Saturday, May 31, 2014

Risotto alla Milanese

We are shelves, we are
Tables, we are meek,
We are edible.

Nudgers and shovers
In spite of ourselves
Our kind multiplies:

We shall by morning
Inherit the earth.
Our foot’s in the door.

Risotto has an unfair reputation for being labor-intensive and time-consuming, but it's actually a pretty simple proposition: all it requires is that you stand at the stove and stir for a half hour or so. This makes it an ideal choice for those nights when you feel like hanging out in the kitchen, optimally with someone you enjoy chatting with (NB this person can also perform helpful services like refilling your wine glass, changing the music, and dealing with the pets who invariably begin begging the minute anyone gets busy at the stove). I make risotto fairly often, and have posted a number of different versions over the years, from the classic to the expedient to the iconoclastic and/or countercultural.

Today's iteration came about because I spotted some beautiful mushroom stock at Dave's Fresh Pasta in Somerville (a veritable Aladdin's cave of culinary riches) and immediately knew its earthy, starchy destiny.
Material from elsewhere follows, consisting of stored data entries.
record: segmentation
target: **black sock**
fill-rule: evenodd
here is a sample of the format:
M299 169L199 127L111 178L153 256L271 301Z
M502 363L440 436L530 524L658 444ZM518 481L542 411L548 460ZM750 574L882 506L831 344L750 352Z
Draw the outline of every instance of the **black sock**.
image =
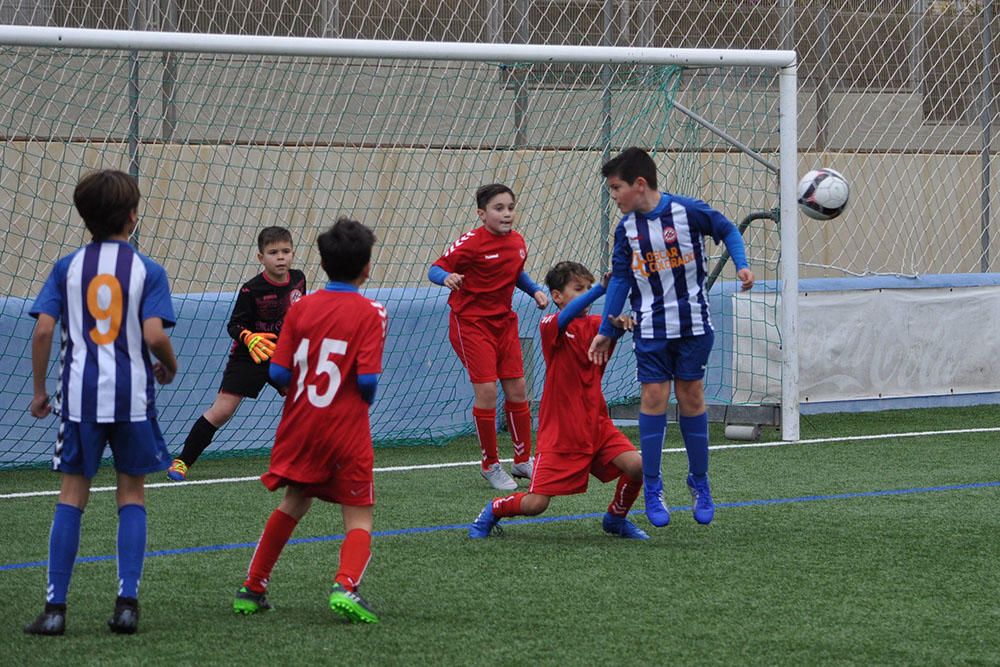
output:
M198 421L194 423L191 432L188 433L187 440L184 441L184 450L177 458L189 466L194 465L205 448L212 444L212 438L218 430L219 427L212 426L212 422L205 419L204 416L198 417Z

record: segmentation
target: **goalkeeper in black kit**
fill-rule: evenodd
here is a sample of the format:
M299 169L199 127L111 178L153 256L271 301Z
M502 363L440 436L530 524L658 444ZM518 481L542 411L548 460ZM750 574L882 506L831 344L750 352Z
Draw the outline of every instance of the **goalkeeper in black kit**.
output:
M236 413L244 398L257 398L268 377L269 359L288 308L306 293L305 274L291 268L295 252L292 235L283 227L266 227L257 237L257 259L264 267L247 281L236 297L226 327L233 338L222 385L212 406L198 418L173 460L167 477L187 479L188 471L211 444L215 432ZM274 385L272 385L274 386ZM276 387L280 394L284 390Z

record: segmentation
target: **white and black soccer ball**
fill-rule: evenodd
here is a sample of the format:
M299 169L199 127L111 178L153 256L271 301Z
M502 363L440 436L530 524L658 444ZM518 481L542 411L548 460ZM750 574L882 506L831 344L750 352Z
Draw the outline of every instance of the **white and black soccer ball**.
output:
M847 208L850 195L847 179L826 167L810 171L799 181L799 208L814 220L836 218Z

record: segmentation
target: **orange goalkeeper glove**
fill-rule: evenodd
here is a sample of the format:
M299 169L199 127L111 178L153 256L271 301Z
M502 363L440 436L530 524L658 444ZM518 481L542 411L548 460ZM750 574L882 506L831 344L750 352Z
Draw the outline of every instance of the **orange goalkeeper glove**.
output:
M240 341L250 350L250 358L257 364L271 358L276 340L278 335L273 333L254 333L249 329L240 332Z

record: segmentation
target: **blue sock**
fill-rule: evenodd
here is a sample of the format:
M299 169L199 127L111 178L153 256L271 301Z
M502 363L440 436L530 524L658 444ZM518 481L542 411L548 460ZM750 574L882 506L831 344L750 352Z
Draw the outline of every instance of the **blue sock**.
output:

If you don't have access to prepared mushroom stock, you can easily make your own, or use regular vegetable or no chicken stock if you can't be arsed. (But let's face it, everything is more fun with fungus; as Ms. Plath notes above, resistance is futile.) However you choose to proceed, I encourage you to whip up a pot of this soon; in addition to its other charms, it makes great company food, because people imagine that you've slaved over it, and - especially at this time of year - all you need is a green salad and/or some roasted asparagus on the side for the perfect springtime dinner. 

Risotto alla Milanese
~ 6 cups strong mushroom stock (homemade or store-bought)
~ 1 tsp. saffron threads
~ 1 large bay leaf
~ 1 lb. mushrooms, sliced (I used baby bellas)
~ 2 tbsp. olive oil
~ 1 large yellow onion, diced fine
~ 4 cloves garlic, minced
~ 2 cups Arborio rice
~ 1 tsp. kosher salt
~ A few grinds black pepper
~ 3/4 cup dry white wine
~ 1/3 cup nutritional yeast
~ Juice of one lemon

~ In a saucepan, combine the mushroom stock, saffron, and bay leaf. Heat almost (but not quite) to boiling, and keep on a low heat.
~ Coat a skillet with cooking spray and sauté the mushrooms over high heat for 5-7 minutes, until browned and fragrant. Sprinkle with a little salt and set aside.
~ Place a large, deep saucepan or dutch oven on medium heat, and cook the onion in the olive oil for 7-10 minutes, until soft and golden but not browned.
~ Add the garlic and the Arborio rice, and cook for about a minute, stirring constantly so that the grains are coated.
~ Pour in the wine to deglaze the pan, stirring well to remove any bits that may have stuck to the bottom. 
~ Once the wine has cooked off, discard the bay leaf and begin adding the mushroom stock to the pot by ladlefuls, stirring with each addition until the liquid is mostly absorbed.
~ Continue this process until you have only about a cup of stock remaining (this is the part where your helpful glass-refilling chum comes in).
~ With the last addition of stock, stir in the nutritional yeast, lemon juice, and reserved sautéed mushrooms. Mix well and continue cooking another 5 minutes, until the mixture is creamy but still retains a teensy bit of “bite.”
~ Serve immediately with a green salad, steamed or roasted vegetables, and more wine!